Claim Missing Document
Check
Articles

Found 1 Documents
Search
Journal : Journal of Computer System and Informatics (JoSYC)

Klasifikasi Sentimen pada Dataset Terbatas Menggunakan Random Forest dan Word2Vec Fitri, Dina Deswara; Agustian, Surya; Pizaini, Pizaini; Sanjaya, Suwanto
Journal of Computer System and Informatics (JoSYC) Vol 6 No 1 (2024): November 2024
Publisher : Forum Kerjasama Pendidikan Tinggi (FKPT)

Show Abstract | Download Original | Original Source | Check in Google Scholar | DOI: 10.47065/josyc.v6i1.6246

Abstract

Sentiment measurement of public opinion on social media is essential for understanding societal views on various issues, including public figures and political events.
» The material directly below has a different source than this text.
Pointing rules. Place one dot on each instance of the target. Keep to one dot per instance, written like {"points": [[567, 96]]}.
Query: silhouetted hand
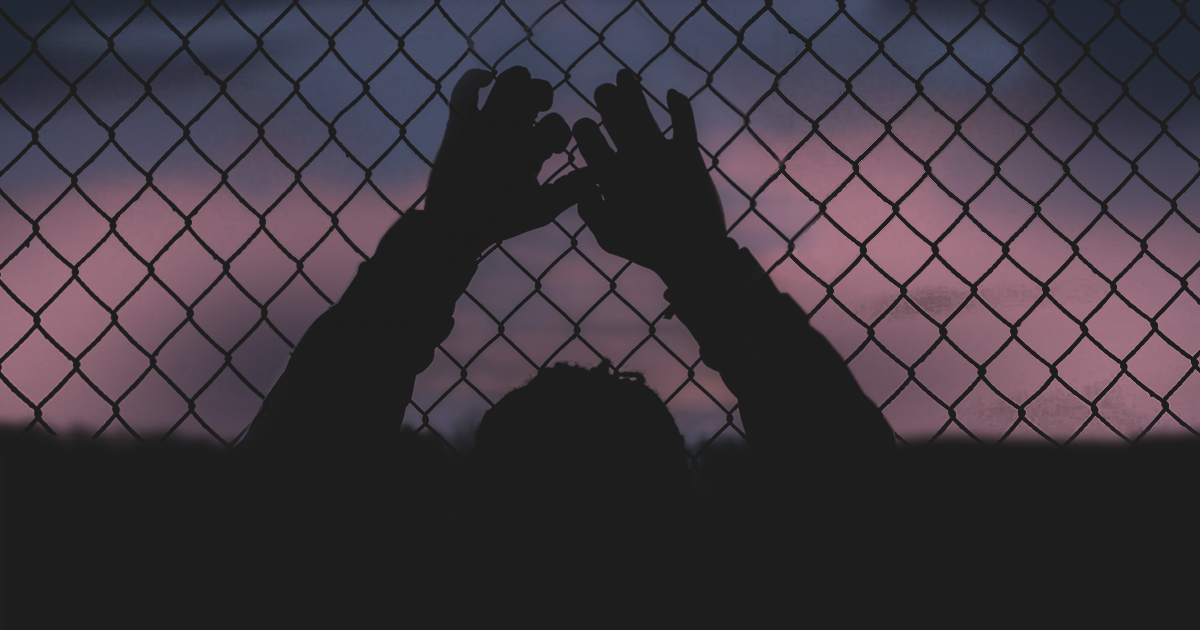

This research explores the effectiveness of the Random Forest algorithm with Word2Vec-based word representation for sentiment classification on a limited dataset. The case study involves tweets regarding Kaesang Pangarep as the Chairman of PSI, supplemented by external data related to Covid-19 and general topics. The dataset was processed using cleaning techniques, case folding, stopword removal, stemming, and tokenization. Words in the dataset were represented using the Word2Vec model with a Continuous Bag of Words (CBOW) architecture and a vector dimension of 500. Random Forest was employed to classify sentiment into positive, negative, or neutral categories. In the initial phase, the model was trained using 300 samples per label; however, the results showed unsatisfactory performance with an F1-Score of 49.00% and an accuracy of 50.00%. To improve performance, the dataset was expanded by adding 900 samples from Kaesang and 1,080 samples from external topics. The final results indicated an improvement with an F1-Score of 49.89%, an accuracy of 58.29%, precision of 49.16%, and recall of 56.47%. This research confirms that the use of Random Forest with word representation from Word2Vec can enhance sentiment classification performance, even with a limited dataset, and contributes to the development of sentiment analysis techniques in the field of machine learning.